Static Analysis in CI — Interview Level¶

Roadmap: Static Analysis → Static Analysis in CI A question bank for the placement spectrum, baselines/ratchets, blocking vs. advisory, SARIF, suppression discipline, and rolling the program out at org scale.

Table of Contents¶

Introduction
Prerequisites
Fundamentals
Technique
Baselines & Gating
Scenarios
Rapid-Fire
Red Flags / Green Flags
Cheat Sheet
Summary
Further Reading
Related Topics

Introduction¶

Focus: answering, out loud and under pressure, where analyzers belong in the dev loop and how to gate on them without grinding the team to a halt.

Interviewers probe this topic to see whether you understand placement economics (catch it early), the legacy adoption problem (baselines/ratchet), and the human factors (a check nobody trusts gets ignored).
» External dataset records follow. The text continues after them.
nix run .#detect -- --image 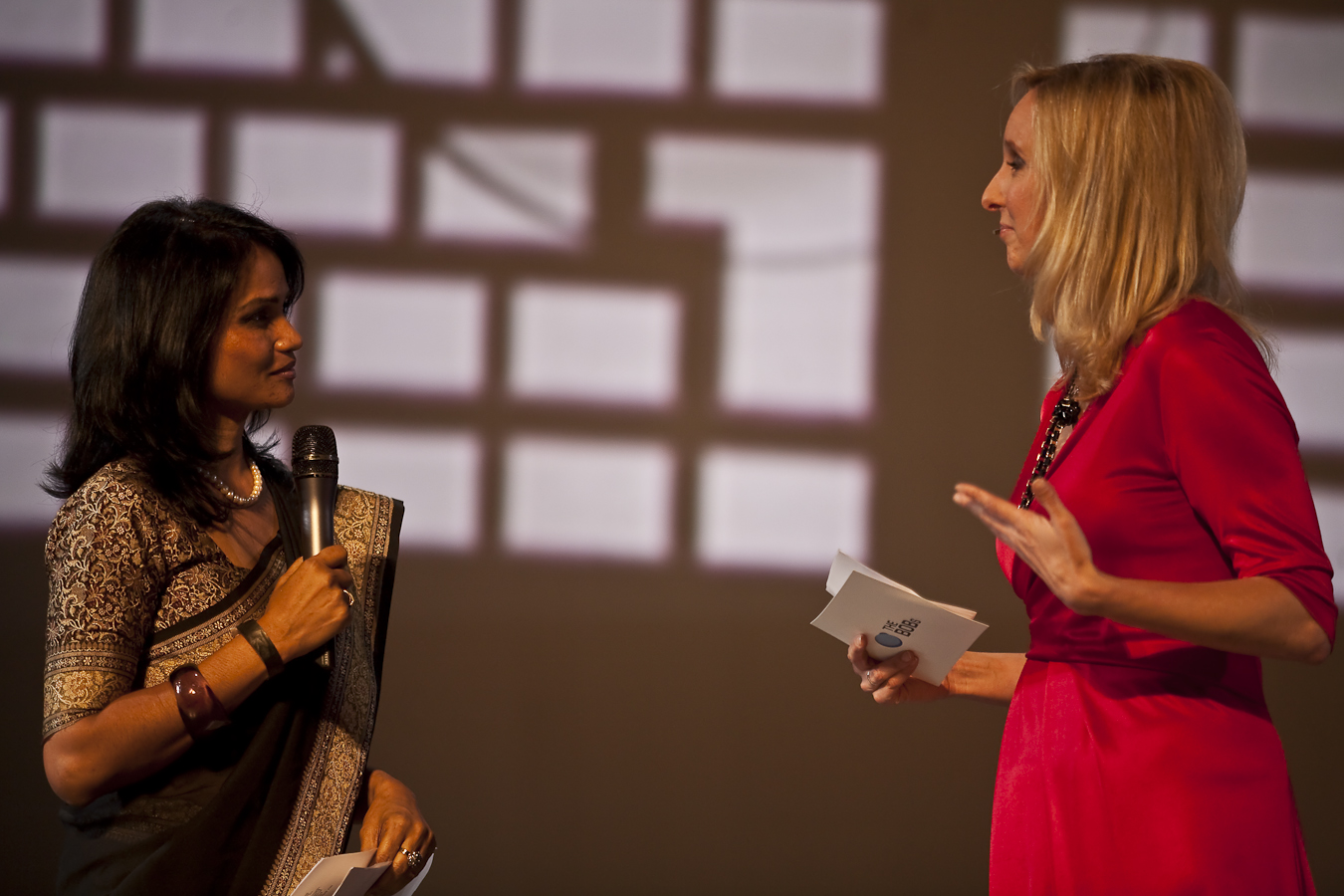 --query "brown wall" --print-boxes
[0,0,1344,896]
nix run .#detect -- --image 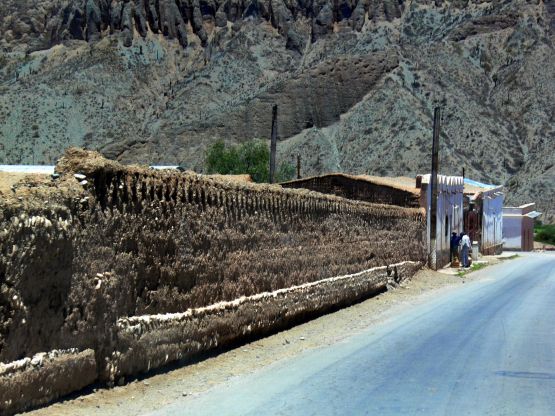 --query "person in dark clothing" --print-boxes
[449,232,461,262]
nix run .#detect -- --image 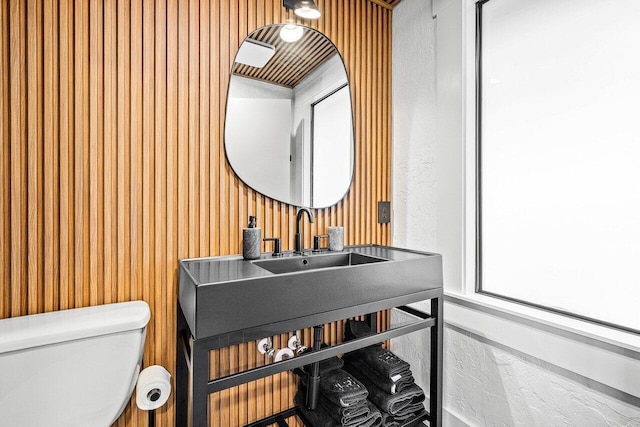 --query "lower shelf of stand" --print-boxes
[245,406,429,427]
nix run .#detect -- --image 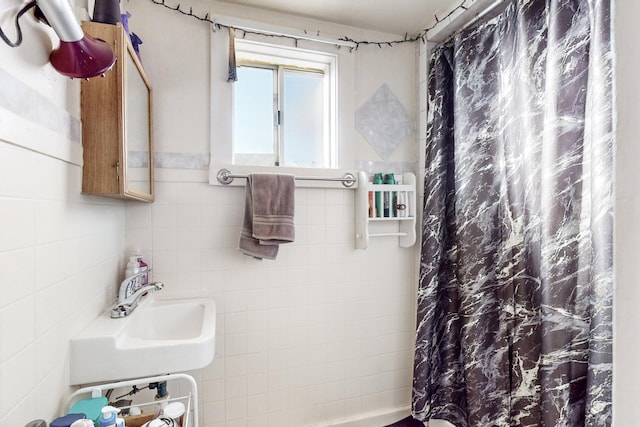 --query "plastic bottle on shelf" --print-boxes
[383,173,396,218]
[124,256,140,278]
[136,249,149,286]
[373,173,382,218]
[100,406,120,427]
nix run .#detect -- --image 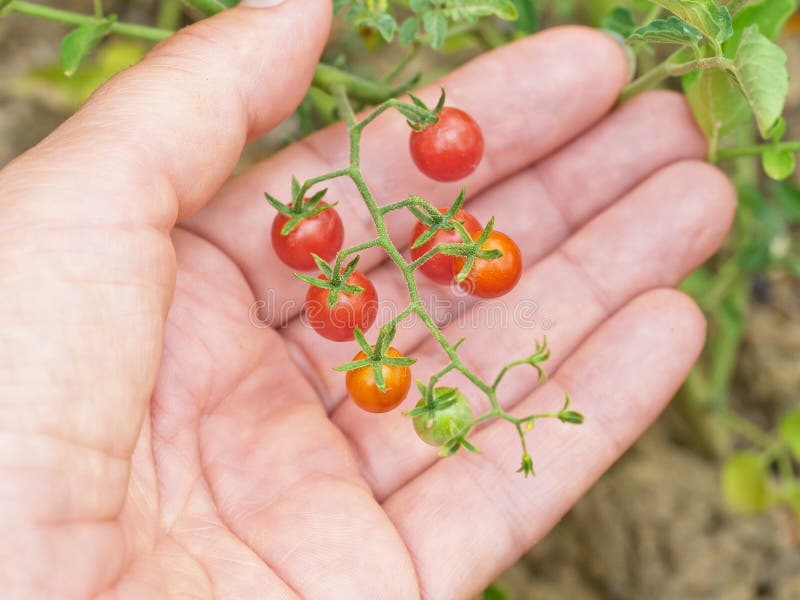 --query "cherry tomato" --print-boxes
[346,348,411,412]
[272,202,344,271]
[411,208,483,285]
[305,271,378,342]
[453,231,522,298]
[414,387,472,446]
[409,106,483,181]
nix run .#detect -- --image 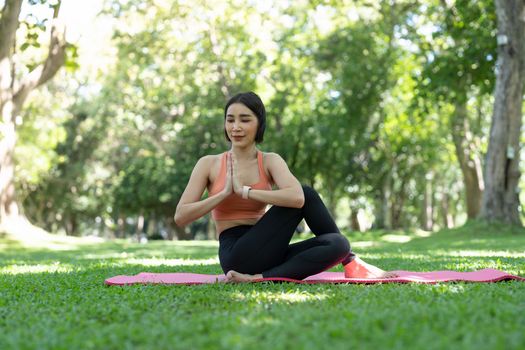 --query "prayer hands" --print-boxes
[223,152,242,196]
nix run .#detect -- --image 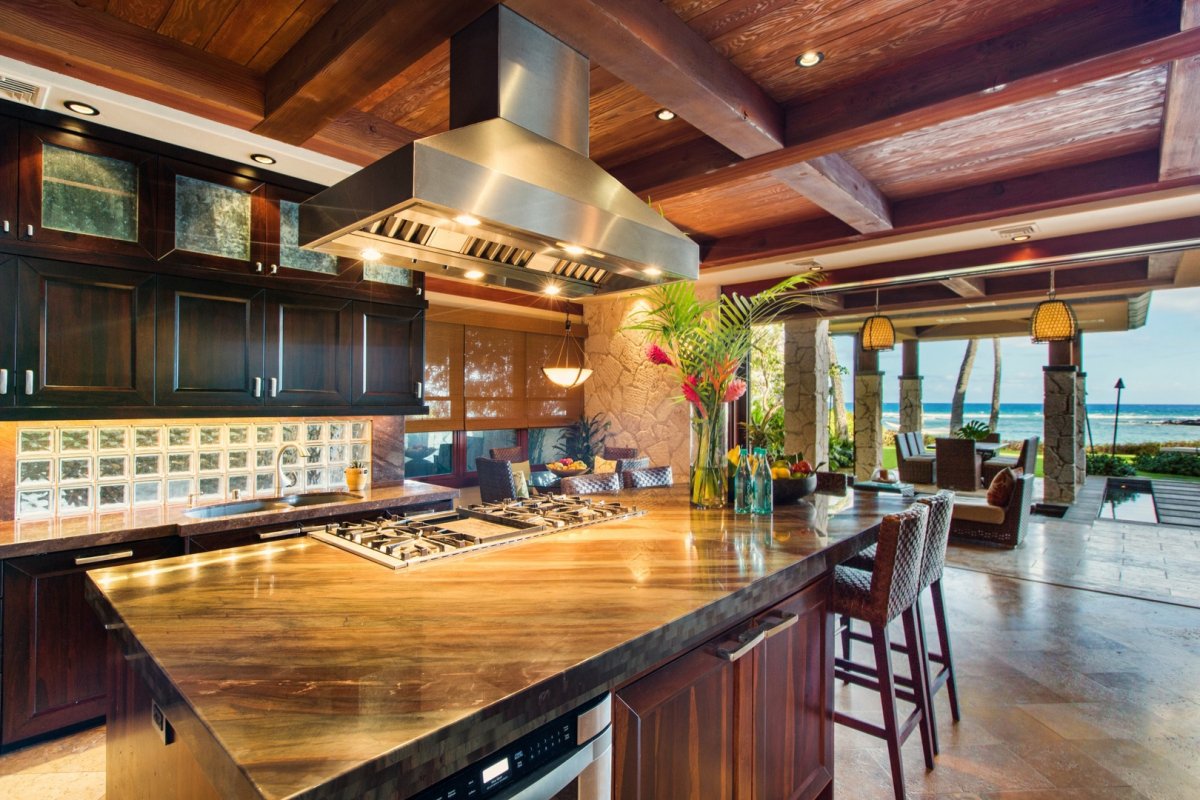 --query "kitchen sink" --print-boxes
[275,492,362,507]
[184,498,288,519]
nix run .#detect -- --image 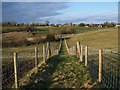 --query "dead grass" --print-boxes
[68,28,118,50]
Strong answers are concrete — exact flags, exact failure modes — and acknowledge trade-offs rather than reciting "add a linter to CI."

Each question below gives Q, what's really being tested, and A (a model answer).

Prerequisites¶

You can speak to the junior–senior material: the spectrum, pre-commit, CI jobs, baselines, SARIF, suppressions.
You can sketch a GitHub Actions job and a diff-aware command from memory.
You understand required status checks live in Quality Gates, not in the CI YAML itself.

Fundamentals¶

Q1. Walk me through where a static-analysis finding can surface, from earliest to latest. Testing: the central placement model and its economics. A. Editor (instant, advisory, in-loop) → pre-commit hook (fast subset on changed files, before commit, bypassable) → CI (full suite, clean server, authoritative gate). The principle is that the same finding should appear as early as possible, because cost grows roughly an order of magnitude at each step: editor ≈ free, CI = a context switch (you've moved on and must return), production = an incident. CI is the backstop, not your first contact with a rule. If CI is the first place you saw a finding, that's a signal to shift it left.
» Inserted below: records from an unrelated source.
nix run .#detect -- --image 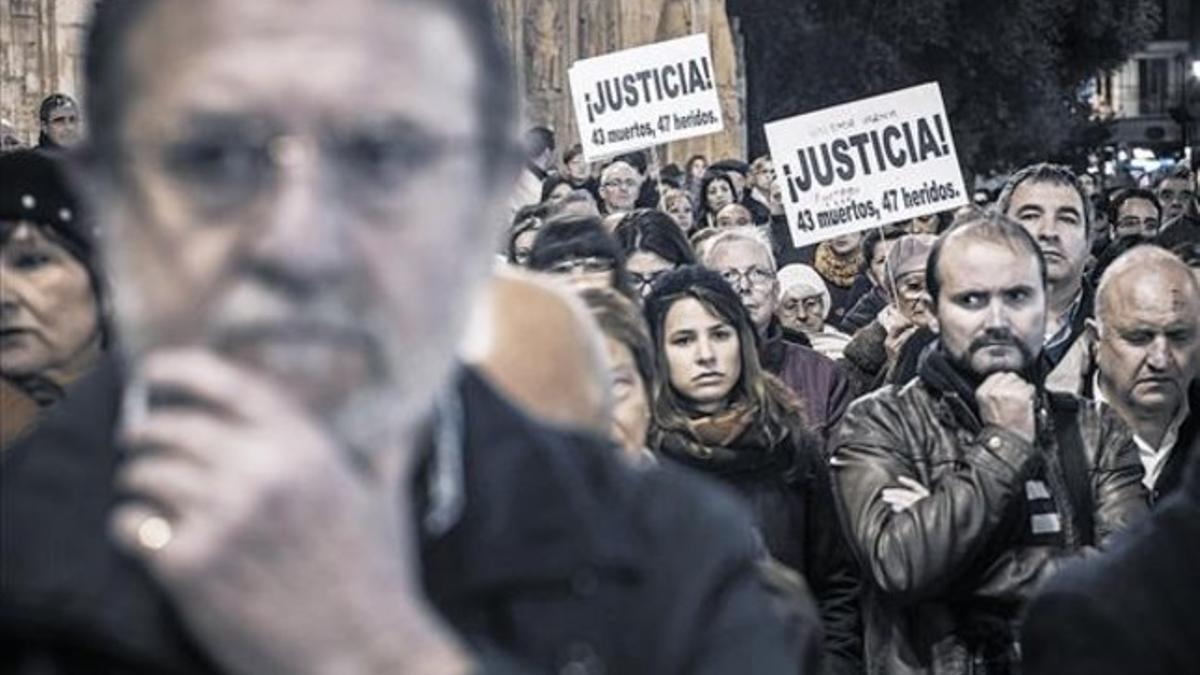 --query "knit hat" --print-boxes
[0,150,96,261]
[776,263,833,318]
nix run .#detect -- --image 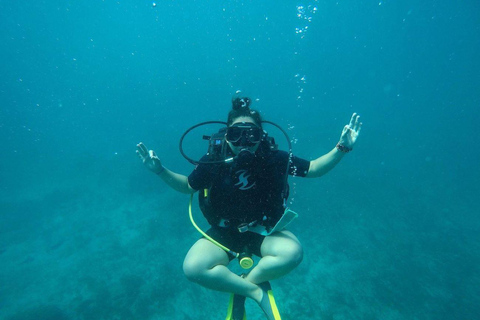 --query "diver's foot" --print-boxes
[225,293,247,320]
[258,281,282,320]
Q2. Why are pre-commit hooks a convenience and not a gate? Testing: understanding what actually enforces policy. A. Because they run locally and are trivially bypassable — git commit --no-verify skips them, and a teammate might never run pre-commit install at all. They're valuable for catching obvious issues before they enter history and reducing noise that reaches CI, but they can't guarantee anything. The guarantee comes from CI required status checks, which run on a server nobody can skip. Treating hooks as the gate is a classic mistake.

Q3. What's the difference between a blocking check and an advisory check, and what's the danger with advisory? Testing: gate design and human factors. A. A blocking check fails the build and locks the merge button (formatting, type errors, high-severity SAST, secrets, critical CVEs). An advisory check only annotates/comments (style nits, low-severity findings). The danger: a warning that never blocks gets ignored. Within weeks people scroll past it. So advisory should be deliberate and temporary — typically a rollout phase — not a permanent dumping ground. The honest options for a check are "block it" or "delete it"; permanent-advisory is the same as no check.

Technique¶

Q4. Sketch a GitHub Actions job that lints Go and uploads results to code scanning. Testing: can you actually wire it, including SARIF and permissions. A.

jobs:
  lint:
    runs-on: ubuntu-latest
    permissions: { security-events: write, contents: read }
    steps:
      - uses: actions/checkout@v4
        with: { fetch-depth: 0 }     # need history for merge-base diff
      - uses: actions/setup-go@v5
        with: { go-version: '1.22', cache: true }
      - run: golangci-lint run --out-format=sarif > out.sarif || true
      - uses: github/codeql-action/upload-sarif@v3
        with: { sarif_file: out.sarif }

Key points I'd call out: permissions: security-events: write is required to upload SARIF; || true ensures the upload runs even when findings exist; cache: true and parallel jobs keep it inside the time budget; fetch-depth: 0 enables diff-aware comparison.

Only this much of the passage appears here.